そんな少年の首になんと修羅は、一切の躊躇もなく手刀の一撃を入れて元に戻そうとしたのだった。
ドサッ! …………………………………………………
………………………………………………………………………スゥー スゥー スゥー
頸椎に強い衝撃を受け、意識を断ち切られた千賀丸。彼の身体はまるで木で出来た人形の様に、僅かな受け身さえ取らず地面へと倒れた。
そして、その倒れた口から再び呼吸音が漏れ出したのを受け、修羅もまた安堵の溜息を吐いたのである。
「良かったぁ〜、また壊しちゃったかと思ったぞ。危ない危ない…」
生まれ持った神域に踏み込む力の使い方を誤り、つい始めて出来た人間のお気に入りを壊してしまう所であった。
まさか人が此処まで脆いとは、まだ生み出されて日が浅い彼女には想像出来なかったのである。

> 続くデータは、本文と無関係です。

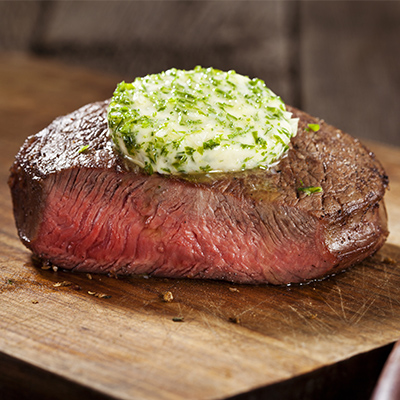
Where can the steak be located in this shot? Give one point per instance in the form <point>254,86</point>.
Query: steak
<point>87,209</point>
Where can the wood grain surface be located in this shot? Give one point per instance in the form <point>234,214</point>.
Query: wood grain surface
<point>118,338</point>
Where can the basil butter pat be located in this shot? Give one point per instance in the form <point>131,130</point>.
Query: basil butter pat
<point>202,120</point>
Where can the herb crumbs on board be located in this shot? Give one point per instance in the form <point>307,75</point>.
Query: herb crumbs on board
<point>83,149</point>
<point>167,297</point>
<point>99,295</point>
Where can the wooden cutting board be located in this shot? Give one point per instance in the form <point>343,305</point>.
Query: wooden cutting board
<point>64,334</point>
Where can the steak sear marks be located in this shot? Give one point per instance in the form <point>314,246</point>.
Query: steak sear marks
<point>92,211</point>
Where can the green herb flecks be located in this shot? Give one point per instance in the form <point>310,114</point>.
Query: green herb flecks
<point>201,120</point>
<point>313,127</point>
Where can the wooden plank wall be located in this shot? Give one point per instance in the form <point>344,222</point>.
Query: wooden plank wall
<point>339,60</point>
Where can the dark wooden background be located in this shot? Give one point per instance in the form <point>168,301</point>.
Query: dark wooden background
<point>339,60</point>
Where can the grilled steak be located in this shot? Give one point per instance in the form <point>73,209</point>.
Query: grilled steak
<point>91,211</point>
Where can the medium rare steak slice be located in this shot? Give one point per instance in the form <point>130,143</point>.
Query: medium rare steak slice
<point>86,209</point>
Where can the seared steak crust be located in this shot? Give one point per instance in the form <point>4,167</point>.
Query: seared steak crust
<point>91,211</point>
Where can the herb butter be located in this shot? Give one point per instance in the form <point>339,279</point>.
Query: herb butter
<point>202,120</point>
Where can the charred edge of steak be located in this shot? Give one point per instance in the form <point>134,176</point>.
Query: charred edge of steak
<point>255,226</point>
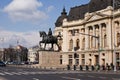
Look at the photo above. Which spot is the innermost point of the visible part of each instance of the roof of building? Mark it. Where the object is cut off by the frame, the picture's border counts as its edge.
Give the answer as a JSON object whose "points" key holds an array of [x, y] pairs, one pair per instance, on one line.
{"points": [[78, 12]]}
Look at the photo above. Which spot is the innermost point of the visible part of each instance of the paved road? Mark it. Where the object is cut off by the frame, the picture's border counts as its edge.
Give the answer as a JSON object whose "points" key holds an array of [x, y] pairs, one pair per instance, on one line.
{"points": [[15, 73]]}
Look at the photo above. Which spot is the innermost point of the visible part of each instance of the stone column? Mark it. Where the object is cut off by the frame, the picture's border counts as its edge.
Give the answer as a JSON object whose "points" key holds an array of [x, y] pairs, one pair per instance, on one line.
{"points": [[65, 40], [86, 39], [109, 33], [100, 36], [93, 37]]}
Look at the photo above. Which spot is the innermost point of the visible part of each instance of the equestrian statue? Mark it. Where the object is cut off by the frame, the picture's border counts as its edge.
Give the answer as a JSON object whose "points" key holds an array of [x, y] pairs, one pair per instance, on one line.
{"points": [[48, 39]]}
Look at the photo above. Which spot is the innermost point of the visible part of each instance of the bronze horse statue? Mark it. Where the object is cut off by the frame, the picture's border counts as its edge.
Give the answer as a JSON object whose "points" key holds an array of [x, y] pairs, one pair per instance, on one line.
{"points": [[47, 39]]}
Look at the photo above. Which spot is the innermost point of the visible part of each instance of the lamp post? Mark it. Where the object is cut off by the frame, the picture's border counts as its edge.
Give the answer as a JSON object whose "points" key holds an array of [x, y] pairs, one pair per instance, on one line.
{"points": [[116, 3], [97, 37]]}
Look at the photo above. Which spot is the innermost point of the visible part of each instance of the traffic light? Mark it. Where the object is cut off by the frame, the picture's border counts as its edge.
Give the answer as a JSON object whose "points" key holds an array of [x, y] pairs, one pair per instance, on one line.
{"points": [[75, 55]]}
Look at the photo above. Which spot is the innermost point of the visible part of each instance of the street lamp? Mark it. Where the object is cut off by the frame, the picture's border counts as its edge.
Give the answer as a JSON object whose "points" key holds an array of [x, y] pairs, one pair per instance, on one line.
{"points": [[97, 37], [116, 3]]}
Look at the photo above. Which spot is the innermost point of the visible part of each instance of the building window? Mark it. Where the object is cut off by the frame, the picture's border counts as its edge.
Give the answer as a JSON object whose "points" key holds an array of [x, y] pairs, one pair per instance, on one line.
{"points": [[60, 61], [70, 61], [105, 41], [70, 56], [118, 39], [83, 43], [83, 62], [91, 42], [82, 55], [71, 45], [77, 43], [103, 54], [77, 62]]}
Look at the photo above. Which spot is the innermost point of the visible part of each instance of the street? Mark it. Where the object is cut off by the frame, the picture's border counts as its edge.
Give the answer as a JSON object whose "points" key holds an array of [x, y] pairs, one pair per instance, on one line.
{"points": [[16, 73]]}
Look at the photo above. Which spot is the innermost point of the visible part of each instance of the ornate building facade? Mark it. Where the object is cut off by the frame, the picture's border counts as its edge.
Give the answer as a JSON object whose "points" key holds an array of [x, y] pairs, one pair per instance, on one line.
{"points": [[90, 34]]}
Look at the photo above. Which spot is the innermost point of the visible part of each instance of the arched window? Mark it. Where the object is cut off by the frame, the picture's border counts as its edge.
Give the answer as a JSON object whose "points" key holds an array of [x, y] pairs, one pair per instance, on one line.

固く瞼が閉ざされた寝顔 。それを見て修羅はもう今日は彼と遊べそうに無いと悟った。
そして気絶した千賀丸の傍に蹲み、その額へ何やら見えない文字のような物を書き込む。
そうして、それを終えた彼女はスクッと立ち上がり、今はただ呼吸を行う少年へとこう告げたのである。
「 またな千賀丸ッ。今度来た時は、だんこよりもっともーーっと美味い物を食べさせてやるぞ!! 」
修羅が満面の笑みで落とした不穏な言葉は、誰の耳にも届く事はない。
そして次の瞬間 少女の姿が音も発さず忽然と消失し、その場にはただ大の字で天を仰ぐ少年の身体のみが残されたのであった。